Bishop leads a small posse of LNP sock-puppets including Morrison and Joyce on her win spin patrol mission. She is out to kill rumours of any Abbott factor in NSW voting apart from her ceaseless self-promotion. The aspiring PM times her appearance for that TV sweet spot between knowing the result and when people stop watching and allows herself time to gate-crash Baird’s after-party to a rock star welcome.

Her victory script does not include mention of Sky’s exit poll of voters where 44 per cent of voters agreed that Abbott’s performance had hurt the Baird campaign. Whatever else she may be, Bishop is no party-pooper. But later we see she’s processed the information alright.

First on her agenda is praise for Mike the explainer of reform: the Foreign Minister thus revealing she can preach consultation even if no-one in her party can ever practise it. While she’s got our attention, however, a pointed bit of political point-scoring is a powerful second.

While setting us all straight about the reform story, Bishop, sinks her slipper into Abbott. She admires Baird’s ‘very strong narrative about what he wants to achieve,’ adding, ‘he’s authentic, he’s real, people trust him, they like him, people feel they know him.’ Baird, now boosted almost into orbit, a virtual Nelson Mandela of political leadership overnight, succeeds, in other words, by being everything Abbott is not.
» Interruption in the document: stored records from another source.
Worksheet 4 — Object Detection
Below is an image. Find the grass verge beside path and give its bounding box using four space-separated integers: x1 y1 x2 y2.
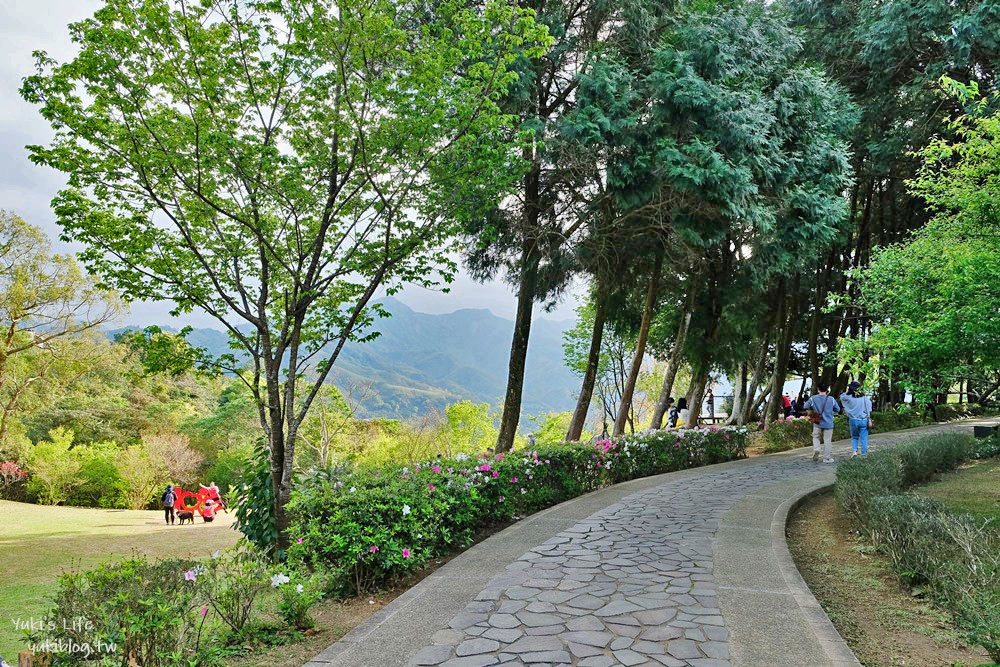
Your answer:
0 500 239 664
916 459 1000 526
788 494 990 667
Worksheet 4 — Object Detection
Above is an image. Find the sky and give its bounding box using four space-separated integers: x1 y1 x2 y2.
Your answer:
0 0 582 328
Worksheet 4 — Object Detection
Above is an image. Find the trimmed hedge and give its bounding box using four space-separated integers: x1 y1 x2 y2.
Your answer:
835 434 1000 662
288 427 748 595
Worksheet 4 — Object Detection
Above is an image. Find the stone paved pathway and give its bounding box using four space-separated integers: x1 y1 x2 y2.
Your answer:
410 457 818 667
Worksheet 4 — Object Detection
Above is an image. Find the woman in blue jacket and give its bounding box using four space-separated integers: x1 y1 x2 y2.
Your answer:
840 382 872 456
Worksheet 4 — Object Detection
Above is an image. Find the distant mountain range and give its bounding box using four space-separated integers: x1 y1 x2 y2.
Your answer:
116 297 580 418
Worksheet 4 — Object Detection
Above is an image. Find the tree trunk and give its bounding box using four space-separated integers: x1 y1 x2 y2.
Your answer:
726 359 748 424
566 278 608 441
739 336 769 426
496 242 539 452
651 309 691 428
614 250 663 436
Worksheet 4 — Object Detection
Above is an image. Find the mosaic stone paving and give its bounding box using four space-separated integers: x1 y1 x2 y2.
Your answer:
410 458 817 667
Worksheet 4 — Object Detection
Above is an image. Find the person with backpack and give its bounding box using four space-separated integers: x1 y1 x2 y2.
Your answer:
160 484 177 526
805 384 840 463
840 382 872 458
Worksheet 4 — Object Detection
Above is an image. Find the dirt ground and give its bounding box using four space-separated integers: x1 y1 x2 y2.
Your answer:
788 494 990 667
Bishop’s pseudo-analysis cum megaphone diplomacy to Tone about his leadership deficit disaster, ought not to be taken too literally whilst Bishop is auditioning for his job. She is, after all, putting herself in his place, rather than doing any real explaining. Facts don’t matter much on such occasions. What matters is Baird won because he is not Tony. The rest of what she offers, especially on consensus, amounts to fibs, fairy-floss and fantasy, yet it is toxic nonetheless.

Consensus does not come merely by explaining or ‘getting the message out’ despite our leaders’ fixation with this lie. People have to understand and like your ideas and accept your policy proposals. They are not stupid and they don’t like duds.  Unable to deal with the electorate’s rejection of their bad policies, the LNP can only fall back on the explaining thing, the narrative thing rather than face than its own failure to create workable plans.

Federal Liberal failure to get real is cemented by its neocon market fetish, its attraction for ‘small government’ slogans; its poor planning and its indulgence of the big end of town. From its first budget, it would seem, it had no place in its thinking for a government’s duty to support and protect the vulnerable; to put ordinary people first. It got that message out so well any other is superfluous.

What Liberal victory in NSW means is that the other candidate with his party legacy of ne’er do wells and Eddie Obeids, held less appeal than Mike, Prince Charming Baird. It is not a mandate for reform. It is not the victory of an explainer. Electors are still confused by the whole poles and wires deal. They do not want privatisation as such but they see it as a fair price to pay not to have the other guy and to feel they are free of graft at last and can hope for the fresh start he represents to continue.

The message for Abbott couldn’t be clearer despite all the hard work of the damage control troops on Saturday night. Not everyone has forgotten the time when Abbott claimed a mandate; a time when his party got voted in not for any other reason than the fact that it wasn’t the Labor mob. Mike Baird ought to ignore his Federal well-wishers and look not his victor’s laurels but to the hard graft of building an inclusive government based around the needs of the people, not what can be bought and sold to profit the top end of town.